Published in final edited form as: Arch Gerontol Geriatr. 2008 Aug 9;49(1):165–171. doi: 10.1016/j.archger.2008.06.009

A Propensity-Matched Study of Outcomes of Chronic Heart Failure in Younger and Older Adults

Christy Wahle a, Chris Adamopoulos b, O James Ekundayo a, Marjan Mujib a, Wilbert S Aronow c, Ali Ahmed a,d,*
PMCID: PMC2685163  NIHMSID: NIHMS78173  PMID: 18692914

Abstract

The majority of heart failure patients are older adults and most heart failure-related adverse events occur in these patients. However, the independent association of age and outcomes in chronic heart failure is not clearly determined. We categorized 7788 ambulatory chronic heart failure patients who participated in the Digitalis Investigation Group trial as younger and older using the cutoff of 65 years. Propensity scores for age were calculated for each patient and used to match 2381 older patients with 2381 younger patients. The impact of age on mortality and hospitalization during a median 40 months of follow-up was assessed using matched Cox regression methods. All-cause mortality occurred in 877 older patients versus 688 younger patients (hazard ratio when older age was compared with younger age (HR) = 1.26, 95% confidence interval (CI) = 1.12–1.41, p <0.0001). Older patients, when compared with propensity-matched younger patients, also had significantly higher mortality rates due to cardiovascular causes (HR = 1.14; 95% CI = 1.00–1.30, p = 0.044) and worsening heart failure causes (HR = 1.32; 95% CI = 1.07–1.62, p = 0.009).
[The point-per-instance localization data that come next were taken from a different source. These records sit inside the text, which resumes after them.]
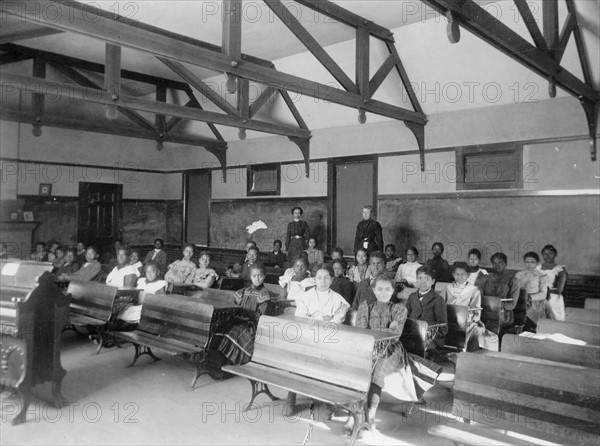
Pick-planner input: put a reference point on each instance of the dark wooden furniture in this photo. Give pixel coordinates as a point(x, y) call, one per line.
point(584, 332)
point(533, 346)
point(92, 306)
point(547, 400)
point(300, 355)
point(582, 316)
point(179, 325)
point(32, 316)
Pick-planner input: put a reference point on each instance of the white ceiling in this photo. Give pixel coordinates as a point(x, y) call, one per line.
point(420, 39)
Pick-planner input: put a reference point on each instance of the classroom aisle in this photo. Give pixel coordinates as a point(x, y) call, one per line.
point(152, 404)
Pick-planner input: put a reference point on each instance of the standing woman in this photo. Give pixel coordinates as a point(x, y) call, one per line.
point(535, 282)
point(557, 279)
point(297, 235)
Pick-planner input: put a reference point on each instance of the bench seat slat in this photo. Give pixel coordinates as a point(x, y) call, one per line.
point(317, 390)
point(169, 345)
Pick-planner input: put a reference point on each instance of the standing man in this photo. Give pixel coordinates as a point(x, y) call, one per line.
point(158, 256)
point(368, 233)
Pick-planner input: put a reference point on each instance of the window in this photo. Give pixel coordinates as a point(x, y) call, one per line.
point(264, 179)
point(493, 166)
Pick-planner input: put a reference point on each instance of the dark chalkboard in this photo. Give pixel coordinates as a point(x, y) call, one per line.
point(513, 225)
point(144, 221)
point(229, 219)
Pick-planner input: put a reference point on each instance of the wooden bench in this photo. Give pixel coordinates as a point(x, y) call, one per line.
point(584, 355)
point(92, 304)
point(582, 316)
point(588, 333)
point(545, 400)
point(175, 324)
point(312, 358)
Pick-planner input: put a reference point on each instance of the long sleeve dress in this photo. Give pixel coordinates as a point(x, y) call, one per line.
point(469, 296)
point(297, 235)
point(402, 375)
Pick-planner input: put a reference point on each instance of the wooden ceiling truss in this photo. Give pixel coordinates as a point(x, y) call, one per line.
point(175, 51)
point(543, 57)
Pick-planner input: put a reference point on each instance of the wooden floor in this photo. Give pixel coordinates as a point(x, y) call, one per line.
point(152, 404)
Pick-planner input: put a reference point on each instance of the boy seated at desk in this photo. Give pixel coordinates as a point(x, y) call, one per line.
point(129, 317)
point(117, 276)
point(89, 270)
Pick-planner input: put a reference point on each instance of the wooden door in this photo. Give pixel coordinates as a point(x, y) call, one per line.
point(99, 214)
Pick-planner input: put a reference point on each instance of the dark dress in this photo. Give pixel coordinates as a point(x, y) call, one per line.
point(238, 343)
point(368, 231)
point(297, 235)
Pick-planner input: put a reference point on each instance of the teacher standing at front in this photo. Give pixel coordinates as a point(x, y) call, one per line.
point(368, 233)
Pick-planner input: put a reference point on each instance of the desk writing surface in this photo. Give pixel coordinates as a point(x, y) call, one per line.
point(378, 335)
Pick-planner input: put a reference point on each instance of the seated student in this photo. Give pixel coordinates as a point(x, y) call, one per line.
point(461, 292)
point(182, 270)
point(204, 277)
point(315, 256)
point(427, 305)
point(382, 314)
point(438, 266)
point(238, 343)
point(503, 285)
point(134, 260)
point(277, 255)
point(52, 247)
point(407, 272)
point(391, 261)
point(151, 283)
point(117, 276)
point(536, 283)
point(129, 317)
point(90, 269)
point(340, 283)
point(320, 303)
point(337, 253)
point(243, 270)
point(365, 288)
point(59, 258)
point(360, 271)
point(80, 254)
point(476, 273)
point(40, 254)
point(69, 263)
point(158, 255)
point(297, 279)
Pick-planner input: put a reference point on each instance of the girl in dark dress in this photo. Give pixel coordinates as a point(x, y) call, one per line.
point(298, 234)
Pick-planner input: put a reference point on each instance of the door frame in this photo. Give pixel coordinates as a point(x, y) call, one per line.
point(332, 164)
point(83, 189)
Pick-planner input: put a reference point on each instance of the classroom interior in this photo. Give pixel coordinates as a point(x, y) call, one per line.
point(507, 163)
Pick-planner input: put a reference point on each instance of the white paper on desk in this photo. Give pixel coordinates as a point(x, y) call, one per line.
point(556, 337)
point(256, 226)
point(10, 269)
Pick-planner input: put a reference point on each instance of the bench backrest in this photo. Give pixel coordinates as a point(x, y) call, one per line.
point(458, 318)
point(318, 350)
point(92, 298)
point(414, 336)
point(553, 401)
point(490, 315)
point(173, 316)
point(584, 355)
point(584, 332)
point(582, 316)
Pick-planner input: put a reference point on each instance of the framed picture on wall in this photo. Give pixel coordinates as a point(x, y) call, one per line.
point(45, 189)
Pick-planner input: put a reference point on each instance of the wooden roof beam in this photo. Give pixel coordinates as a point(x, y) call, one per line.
point(104, 26)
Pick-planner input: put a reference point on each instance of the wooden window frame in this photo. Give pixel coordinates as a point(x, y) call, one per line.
point(515, 150)
point(253, 169)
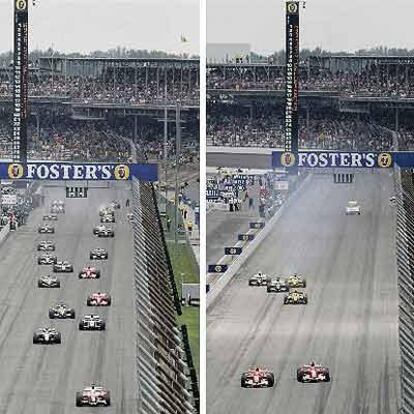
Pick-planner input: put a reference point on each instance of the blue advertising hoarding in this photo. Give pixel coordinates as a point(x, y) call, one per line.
point(342, 159)
point(78, 171)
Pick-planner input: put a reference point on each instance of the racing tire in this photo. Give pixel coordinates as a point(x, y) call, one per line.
point(271, 379)
point(78, 399)
point(242, 382)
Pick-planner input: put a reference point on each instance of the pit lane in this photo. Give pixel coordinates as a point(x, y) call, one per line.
point(350, 323)
point(44, 379)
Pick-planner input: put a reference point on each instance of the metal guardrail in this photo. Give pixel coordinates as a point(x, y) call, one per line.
point(405, 262)
point(162, 372)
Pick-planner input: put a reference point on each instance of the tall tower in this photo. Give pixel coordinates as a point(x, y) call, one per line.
point(20, 81)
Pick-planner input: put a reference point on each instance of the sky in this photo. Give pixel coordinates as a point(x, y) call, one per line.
point(335, 25)
point(87, 25)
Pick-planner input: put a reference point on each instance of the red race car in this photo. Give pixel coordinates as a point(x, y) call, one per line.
point(93, 396)
point(99, 299)
point(257, 378)
point(313, 373)
point(89, 272)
No significant association was found between age and hospitalization due to all causes (HR = 1.08; 95% CI = 0.99–1.18, p = 0.084) and cardiovascular causes (HR = 1.03; 95% CI = 0.93–1.13, p = 0.622). However, hospitalization due to heart failure was significantly increased in older patients (HR = 1.14; 95% CI = 1.01–1.28, p = 0.041). In ambulatory chronic heart failure patients, older age although associated with increased mortality was not associated with increased hospitalizations except for those due to worsening heart failure.
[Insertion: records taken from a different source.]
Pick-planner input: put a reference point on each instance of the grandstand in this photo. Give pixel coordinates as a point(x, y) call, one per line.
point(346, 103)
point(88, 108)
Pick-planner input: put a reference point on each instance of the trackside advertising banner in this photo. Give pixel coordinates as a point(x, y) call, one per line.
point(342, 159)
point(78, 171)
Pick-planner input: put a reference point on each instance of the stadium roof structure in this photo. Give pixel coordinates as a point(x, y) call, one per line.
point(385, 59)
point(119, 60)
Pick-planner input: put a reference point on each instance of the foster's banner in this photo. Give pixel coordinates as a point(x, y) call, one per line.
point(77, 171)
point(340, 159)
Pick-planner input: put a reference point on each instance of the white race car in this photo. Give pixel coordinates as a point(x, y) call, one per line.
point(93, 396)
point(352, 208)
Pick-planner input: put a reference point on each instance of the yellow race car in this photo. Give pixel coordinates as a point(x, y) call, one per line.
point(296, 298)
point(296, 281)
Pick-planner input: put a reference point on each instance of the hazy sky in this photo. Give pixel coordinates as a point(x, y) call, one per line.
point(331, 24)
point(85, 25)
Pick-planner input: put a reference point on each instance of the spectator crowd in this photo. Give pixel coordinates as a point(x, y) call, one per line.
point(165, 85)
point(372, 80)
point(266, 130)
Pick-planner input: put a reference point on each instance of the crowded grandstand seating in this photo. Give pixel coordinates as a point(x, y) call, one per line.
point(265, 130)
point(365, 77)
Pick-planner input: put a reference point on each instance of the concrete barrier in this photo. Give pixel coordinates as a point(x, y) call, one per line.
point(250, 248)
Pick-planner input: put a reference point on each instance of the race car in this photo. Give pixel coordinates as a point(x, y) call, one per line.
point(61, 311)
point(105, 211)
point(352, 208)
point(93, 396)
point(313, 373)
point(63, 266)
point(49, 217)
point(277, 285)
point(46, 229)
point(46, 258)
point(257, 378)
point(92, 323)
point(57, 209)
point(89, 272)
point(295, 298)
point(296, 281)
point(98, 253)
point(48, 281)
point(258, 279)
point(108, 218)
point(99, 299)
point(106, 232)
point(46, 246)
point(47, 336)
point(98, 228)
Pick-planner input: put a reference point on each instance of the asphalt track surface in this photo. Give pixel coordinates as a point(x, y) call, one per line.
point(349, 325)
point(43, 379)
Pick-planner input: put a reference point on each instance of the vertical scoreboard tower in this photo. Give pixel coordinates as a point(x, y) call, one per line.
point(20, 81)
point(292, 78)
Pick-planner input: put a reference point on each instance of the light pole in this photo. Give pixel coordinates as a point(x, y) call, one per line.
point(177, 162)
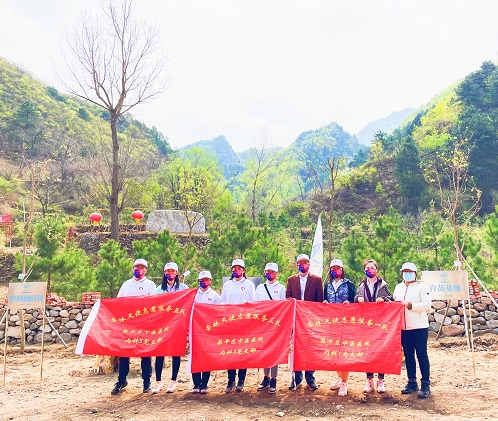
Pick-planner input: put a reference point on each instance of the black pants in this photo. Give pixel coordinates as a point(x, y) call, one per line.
point(124, 369)
point(175, 367)
point(416, 341)
point(242, 375)
point(308, 375)
point(201, 379)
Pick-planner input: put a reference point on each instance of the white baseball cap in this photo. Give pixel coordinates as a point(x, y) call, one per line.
point(409, 266)
point(239, 262)
point(171, 265)
point(302, 257)
point(271, 266)
point(336, 262)
point(141, 262)
point(204, 274)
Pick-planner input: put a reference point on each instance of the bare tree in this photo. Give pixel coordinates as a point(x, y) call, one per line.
point(459, 197)
point(112, 62)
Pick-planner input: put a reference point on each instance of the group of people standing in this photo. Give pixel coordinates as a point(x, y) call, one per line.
point(338, 289)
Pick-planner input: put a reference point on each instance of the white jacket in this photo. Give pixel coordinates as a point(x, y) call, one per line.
point(417, 294)
point(277, 291)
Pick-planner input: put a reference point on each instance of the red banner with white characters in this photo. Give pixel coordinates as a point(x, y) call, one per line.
point(362, 337)
point(138, 326)
point(231, 336)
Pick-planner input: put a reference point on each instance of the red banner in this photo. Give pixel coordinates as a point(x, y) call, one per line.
point(352, 337)
point(251, 335)
point(138, 326)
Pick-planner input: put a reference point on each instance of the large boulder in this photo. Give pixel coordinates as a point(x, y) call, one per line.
point(175, 221)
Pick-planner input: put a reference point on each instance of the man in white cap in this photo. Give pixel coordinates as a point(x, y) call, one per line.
point(137, 286)
point(205, 295)
point(270, 290)
point(308, 287)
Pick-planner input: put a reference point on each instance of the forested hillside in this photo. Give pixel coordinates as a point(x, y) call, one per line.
point(413, 195)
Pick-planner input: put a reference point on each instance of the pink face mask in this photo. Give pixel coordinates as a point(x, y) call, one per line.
point(303, 267)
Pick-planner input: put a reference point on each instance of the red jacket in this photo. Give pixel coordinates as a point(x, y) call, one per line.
point(313, 291)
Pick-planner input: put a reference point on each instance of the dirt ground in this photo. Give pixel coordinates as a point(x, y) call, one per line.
point(70, 391)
Keywords: Heart failure, mortality, hospitalization, propensity score, older adults

1. Introduction

Aging is associated with multiple morbidities and functional decline that may explain the increased mortality and hospitalization observed in older adults (Sager and Rudberg, 1998; Wolinsky et al., 1993; Yancik et al., 2007). Most heart failure (HF) patients are older adults and most of the HF-related hospitalization and mortality occurs in these patients (Rosamond et al., 2007). Previous studies based on multivariable regression-based risk adjustment models have described age as a predictor for mortality (Cowie et al., 2002; Pocock et al., 2006). However, the extent to which aging is independently associated with mortality and morbidity in HF patients is not well known. The purpose of this study was to examine the effect of age on all-cause and cause-specific mortalities and hospitalizations in a propensity-matched population of chronic HF patients.

2. Subjects and methods

2.1. Data Source and Patients

This study was conducted using retrospective analysis of public-use data sets from the Digitalis Investigation Group (DIG) trial, a randomized clinical trial studying the effects of digoxin in HF patients. Between January 1991 and August 1993 the DIG trial enrolled 7788 ambulatory chronic HF patients from 302 clinical centers across the United States (186 centers) and Canada (116 centers). Of these participants, 4036 (52%) were age 65 or older, and overall ages ranged from 21 to 94. Study design and results from the DIG trial have been previously published (The Digitalis Investigation Group, 1996, 1997). For the purpose of this analysis, we categorized patients into younger and older adults based on an age cutoff of 65 years.

2.2. Outcomes

Mortality and hospitalizations attributed to all causes were the outcome measures used to assess the associations of age and outcomes in HF patients. We also examined associations of age with mortality and hospitalization due to cardiovascular causes and worsening HF. End-of-trial vital status was known for 99% (7691) of DIG participants (Collins et al., 2003).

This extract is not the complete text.